The very foundations of society — social, political, commercial, moral and religious, seem to be shaken as with a mighty earthquake, from centre to circumference. All things tremble; creation groans; the world is in travail, and pains to be delivered.
A new era has dawned upon our planet, and is advancing with accelerated force — with giant strides.
The airplanes and the computers, with their progressive improvements in speed, safety and convenience, are extending and multiplying the means of travel, of trade, of association, and intercommunication between countries whose inhabitants have been comparatively unknown to, or estranged from, each other.
But, as if even these means were too slow for the God-like aspirations, the mighty throes of human thought, and its struggles for light and expansion, man seizes the lightning, tames and subdues it, and makes it the bearer of his thoughts and despatches.
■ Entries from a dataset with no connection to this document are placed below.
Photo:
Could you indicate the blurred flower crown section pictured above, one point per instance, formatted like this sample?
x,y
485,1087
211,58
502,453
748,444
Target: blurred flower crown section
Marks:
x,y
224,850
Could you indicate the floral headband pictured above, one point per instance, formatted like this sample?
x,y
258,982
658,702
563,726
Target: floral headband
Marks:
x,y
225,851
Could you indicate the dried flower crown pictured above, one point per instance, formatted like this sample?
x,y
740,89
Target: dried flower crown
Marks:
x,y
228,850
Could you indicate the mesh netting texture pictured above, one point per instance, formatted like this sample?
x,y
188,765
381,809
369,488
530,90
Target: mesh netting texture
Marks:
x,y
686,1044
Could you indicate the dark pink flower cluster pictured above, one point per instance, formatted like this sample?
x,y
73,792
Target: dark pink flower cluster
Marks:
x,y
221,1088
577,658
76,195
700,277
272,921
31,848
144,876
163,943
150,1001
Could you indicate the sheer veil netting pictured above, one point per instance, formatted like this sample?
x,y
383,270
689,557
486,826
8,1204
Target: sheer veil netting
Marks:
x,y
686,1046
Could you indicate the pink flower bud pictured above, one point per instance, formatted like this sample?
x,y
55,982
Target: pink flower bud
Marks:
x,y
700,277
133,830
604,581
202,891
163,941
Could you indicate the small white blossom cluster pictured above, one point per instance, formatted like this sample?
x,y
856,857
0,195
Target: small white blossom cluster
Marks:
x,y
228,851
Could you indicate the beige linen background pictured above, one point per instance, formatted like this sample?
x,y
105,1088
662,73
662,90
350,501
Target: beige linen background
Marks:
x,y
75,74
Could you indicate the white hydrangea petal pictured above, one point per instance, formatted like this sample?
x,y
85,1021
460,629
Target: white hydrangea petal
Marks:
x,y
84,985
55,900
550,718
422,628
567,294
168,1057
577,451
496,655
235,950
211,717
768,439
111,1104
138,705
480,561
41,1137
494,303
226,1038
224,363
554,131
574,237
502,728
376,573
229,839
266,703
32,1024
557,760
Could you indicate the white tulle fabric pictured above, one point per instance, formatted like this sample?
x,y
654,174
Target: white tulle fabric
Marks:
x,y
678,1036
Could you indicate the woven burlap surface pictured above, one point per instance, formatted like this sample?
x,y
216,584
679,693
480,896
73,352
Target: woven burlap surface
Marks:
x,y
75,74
While these things are in progress by one portion of mankind, another learns to seize and control a sunbeam, in a manner subservient to the progress of the fine arts: and by which means a man performs in a minute, the work which a short time since would have employed the most active years of a lifetime.
While every science, every art is being developed; while the mind is awakened to new thought; while the windows of heaven are opened, as it were, and the profound depths of human intellect are stirred — moved from the foundation on all other subjects, religious knowledge seems at a stand still.
The creeds of the Fathers seem to have been cast in the mould of other ages, to be adapted to a more narrow sphere of intellectual development, and to be composed of material too much resembling cast iron; or, at least, not sufficiently elastic to expand with the expansion of mind, to grow with the growth, and advance with the progressive principles of the age.
For these reasons, perhaps more than any other, the master spirits of the age are breaking loose from the old moorings, and withdrawing from established and venerated systems, by which means society is distracted, divided, broken up, thrown, as it were, into a chaos of confused, disorganized individualization, without a standard or rallying point, without a nucleus by which to concentrate or re-organise this chaotic mass, these atoms of thought.